Tuesday, September 22, 2009

Doctors and virtue

From "The Hand of God", by Bernard N. Nathanson:
The minimal description of a doctor then is this: a highly trained technician, daily exposed to exceptionally powerful material and spiritual temptations. It has been my experience that only those who have an inflexible inner spiritual column supporting the immense weight of medical obligations and responsibilities survive intact the lure of the worldly temptations in the medical world: the uninterrupted flow of money, the drumfire of flattery, and the inebriating effects of special privilege. It is no accident that great early physicians and scientists were deeply spiritual: Hippocrates swore his oath to his gods; Aristotle (perhaps the greatest empirical scientist of all time) revered the idea of God as the Prime Mover; Claudius Galen, who built upon the work of Aristotle and Hippocrates, early on declared himself a monotheist and was cherished by Arabic and Hebrew physicians who followed in his wake; and Rabbi Moses ben Maimon (Maimonides), a codifier of the Talmud, was a talented physician to the court of Saladin in Egypt and wrote the Guide for the Perplexed, which strove to marry the elements of spirituality with the science of medicine. William Harvey, the discoverer of the circulation of blood, was convince of the evidence of a Supreme Creative Intelligence and practiced his Protestant religion zealously. Without such an absolute guide to virtue, doctors, exposed as they are to greater temptations than most, are likely to fall further.


So this begs the question... what kind of doctor do you have? What kind of doctor am I?

Medical schools these days are good at selecting smart, even brilliant, students, but they have no way of instilling virtue. Indeed, there is often a bias against anyone with such a foundation, although we seem to get in anyways!

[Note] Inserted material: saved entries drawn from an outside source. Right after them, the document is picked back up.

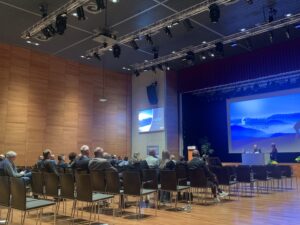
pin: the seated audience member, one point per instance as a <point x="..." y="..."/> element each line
<point x="48" y="165"/>
<point x="197" y="163"/>
<point x="152" y="160"/>
<point x="61" y="161"/>
<point x="72" y="158"/>
<point x="123" y="162"/>
<point x="10" y="169"/>
<point x="82" y="162"/>
<point x="166" y="162"/>
<point x="100" y="162"/>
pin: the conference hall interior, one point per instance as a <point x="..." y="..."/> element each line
<point x="127" y="112"/>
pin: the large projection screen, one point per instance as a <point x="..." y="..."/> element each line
<point x="264" y="119"/>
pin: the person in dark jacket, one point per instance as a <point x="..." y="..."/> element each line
<point x="198" y="163"/>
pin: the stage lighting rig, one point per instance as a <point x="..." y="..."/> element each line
<point x="116" y="51"/>
<point x="214" y="13"/>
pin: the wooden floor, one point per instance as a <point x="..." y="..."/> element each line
<point x="277" y="208"/>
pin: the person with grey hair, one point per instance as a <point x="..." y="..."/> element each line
<point x="101" y="161"/>
<point x="82" y="162"/>
<point x="10" y="169"/>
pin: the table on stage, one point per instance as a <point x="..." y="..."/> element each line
<point x="255" y="159"/>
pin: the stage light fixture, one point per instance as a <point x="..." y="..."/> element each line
<point x="80" y="13"/>
<point x="97" y="56"/>
<point x="149" y="39"/>
<point x="168" y="32"/>
<point x="61" y="23"/>
<point x="272" y="14"/>
<point x="219" y="47"/>
<point x="214" y="13"/>
<point x="188" y="24"/>
<point x="134" y="45"/>
<point x="136" y="73"/>
<point x="155" y="51"/>
<point x="287" y="33"/>
<point x="116" y="51"/>
<point x="100" y="4"/>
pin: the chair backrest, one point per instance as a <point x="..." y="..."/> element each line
<point x="151" y="177"/>
<point x="113" y="185"/>
<point x="98" y="181"/>
<point x="132" y="183"/>
<point x="243" y="174"/>
<point x="37" y="183"/>
<point x="260" y="172"/>
<point x="84" y="188"/>
<point x="197" y="178"/>
<point x="67" y="186"/>
<point x="18" y="193"/>
<point x="4" y="191"/>
<point x="168" y="180"/>
<point x="51" y="184"/>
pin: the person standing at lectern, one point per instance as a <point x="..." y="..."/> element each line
<point x="274" y="152"/>
<point x="256" y="150"/>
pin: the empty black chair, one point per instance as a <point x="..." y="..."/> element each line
<point x="38" y="184"/>
<point x="68" y="190"/>
<point x="260" y="173"/>
<point x="225" y="178"/>
<point x="20" y="202"/>
<point x="170" y="183"/>
<point x="5" y="195"/>
<point x="86" y="194"/>
<point x="134" y="187"/>
<point x="244" y="175"/>
<point x="98" y="181"/>
<point x="150" y="179"/>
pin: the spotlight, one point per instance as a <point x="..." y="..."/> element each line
<point x="155" y="52"/>
<point x="116" y="51"/>
<point x="190" y="57"/>
<point x="97" y="56"/>
<point x="168" y="31"/>
<point x="272" y="14"/>
<point x="134" y="45"/>
<point x="214" y="13"/>
<point x="149" y="39"/>
<point x="80" y="13"/>
<point x="153" y="69"/>
<point x="271" y="36"/>
<point x="136" y="73"/>
<point x="220" y="48"/>
<point x="61" y="23"/>
<point x="188" y="24"/>
<point x="100" y="4"/>
<point x="287" y="33"/>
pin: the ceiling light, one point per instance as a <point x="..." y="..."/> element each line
<point x="214" y="13"/>
<point x="168" y="32"/>
<point x="116" y="51"/>
<point x="149" y="39"/>
<point x="134" y="45"/>
<point x="100" y="4"/>
<point x="288" y="15"/>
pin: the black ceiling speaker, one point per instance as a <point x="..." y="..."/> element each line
<point x="152" y="93"/>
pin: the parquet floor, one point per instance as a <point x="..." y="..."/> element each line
<point x="277" y="208"/>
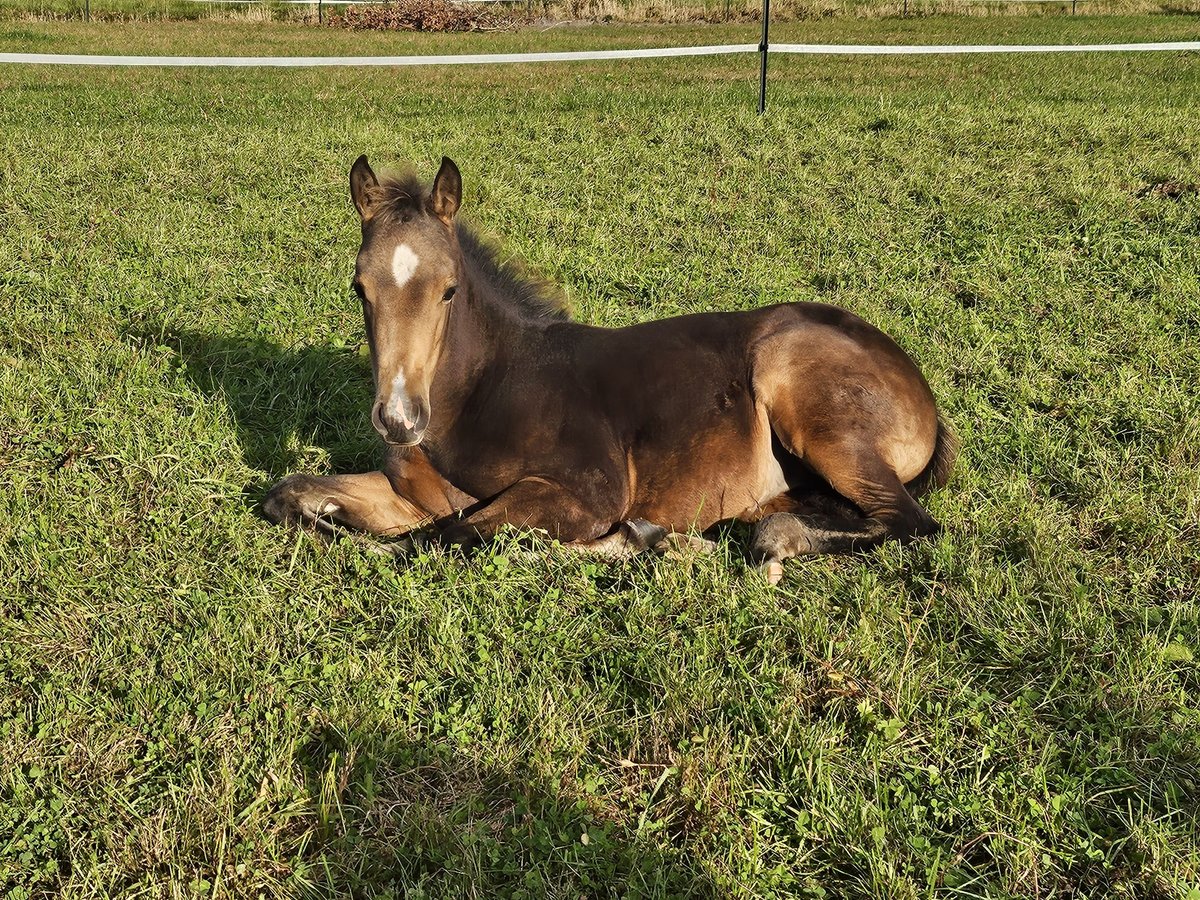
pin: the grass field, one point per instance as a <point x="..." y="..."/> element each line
<point x="193" y="703"/>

There has been the appearance lately in medical schools across Canada (and I'm guessing the States and elsewhere) of "Professionalism" and "Ethics" classes in an attempt to fill the void left by and increasingly secular and amoral physician body. And of course, we don't take the oath of Hippocrates anymore - it was changed and edited and spit shined in order to cover those that practice the more fringe medicine that we see being forced on society (abortion, assisted suicide, embryonic stem cell use, etc.). But I digress.

The point is, if you have the option, find yourself a doctor with moral integrity and virtue.